If Australia is searching for answers to the question of how to improve outcomes for First Peoples, those answers are already here, woven into this treaty itself. They are carried through our voices and leadership, but they are also offered as an open, generous path for all Victorians to walk together. There is no ‘commercial in confidence’ here , t is all there in black and white, a living, breathing document for everyone to see themselves in, to contribute to, and to help shape.
It’s not an olive branch, it’s a bridge.
This treaty is not the end of the story but the beginning of a new era, a foundation strong enough to carry more weight, more truth and more justice as the years unfold, and a moment to pause and recognise the extraordinary step taken.
How important this moment proves to be will be determined by what happens next. It may prove to be the turning point for the nation as a whole, it might not, but either way treaty is happening in Victoria.
As a state we face many challenges, but among the most urgent is the rising tide of violence carried out by young people against their peers. It seems to me there are sections of the community caught between worlds, struggling to find acceptance anywhere, with no safe harbour to turn to. Treaty offers an opportunity for everyone to find connection and love for this place.
It is yours as much as it is ours, and perhaps finding this place will help those stranded in the shade of someone else's world, find themselves. First Nations people have shown the way on this, and stand ready to help in a mutually beneficial way. It’s not hyperbole.
So many times, so often we have been told to “get over it.”, like what happened here is like getting over a bout of the flu. That what is in the past is best left in the past, as though what has happened is of no consequence.
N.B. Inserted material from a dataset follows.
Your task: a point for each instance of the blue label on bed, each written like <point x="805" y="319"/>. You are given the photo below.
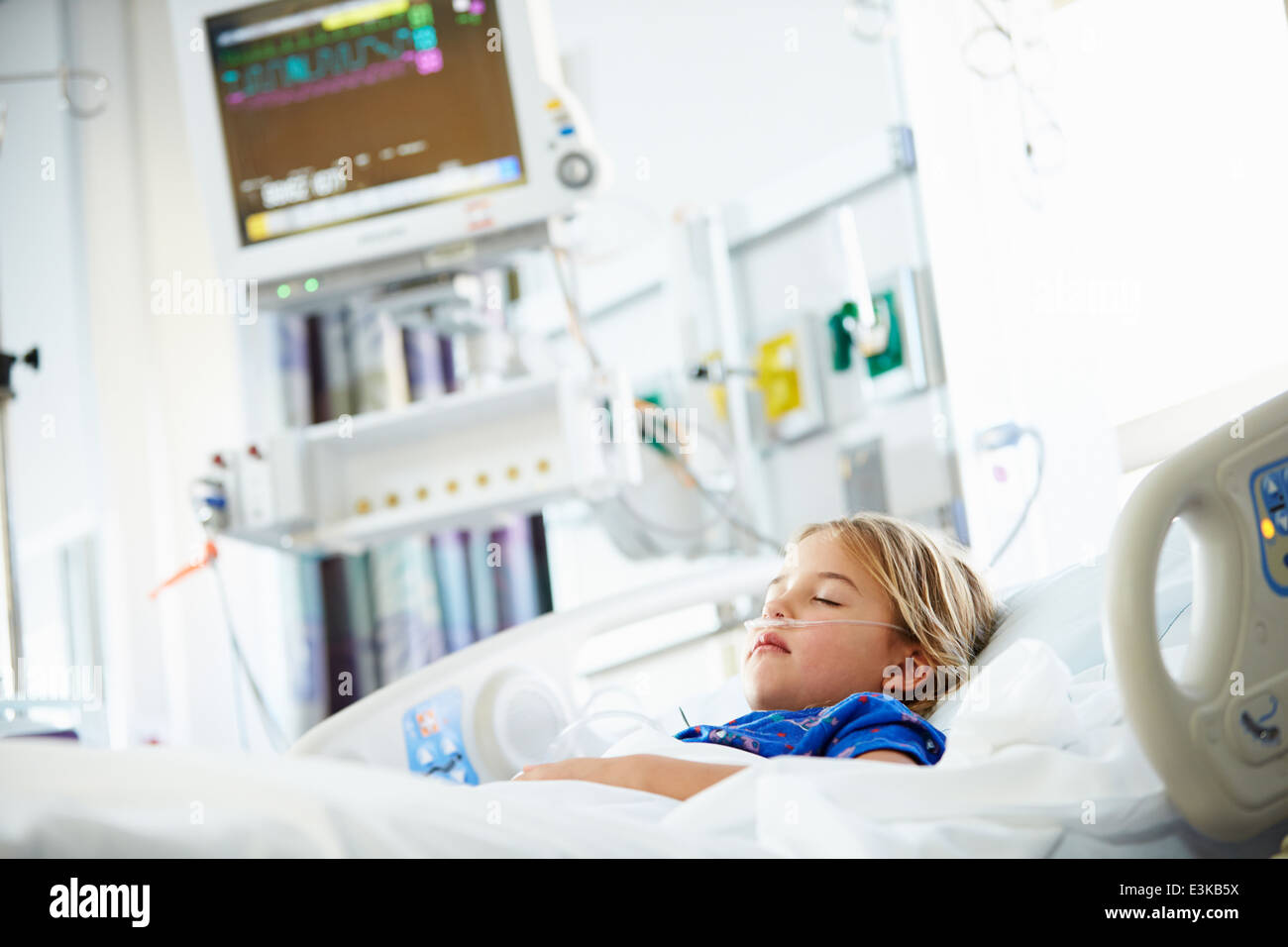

This is us getting over it.
This treaty illuminates the way ahead. Not through denial or silence, but through listening, respect and self‑determination. It shows that moving forward means facing history rather than burying it, celebrating culture rather than erasing it, embracing one another rather than excluding.
If embraced, it is the same spirit that can instruct us through the challenges of today. From youth violence, to care for land and water, to social disconnection; by offering every Victorian a sense of belonging, a place to stand, and a future to claim.
A new line, a new path. Born in the old world but belonging to the new..
Thanks Daniel. Such a great overview.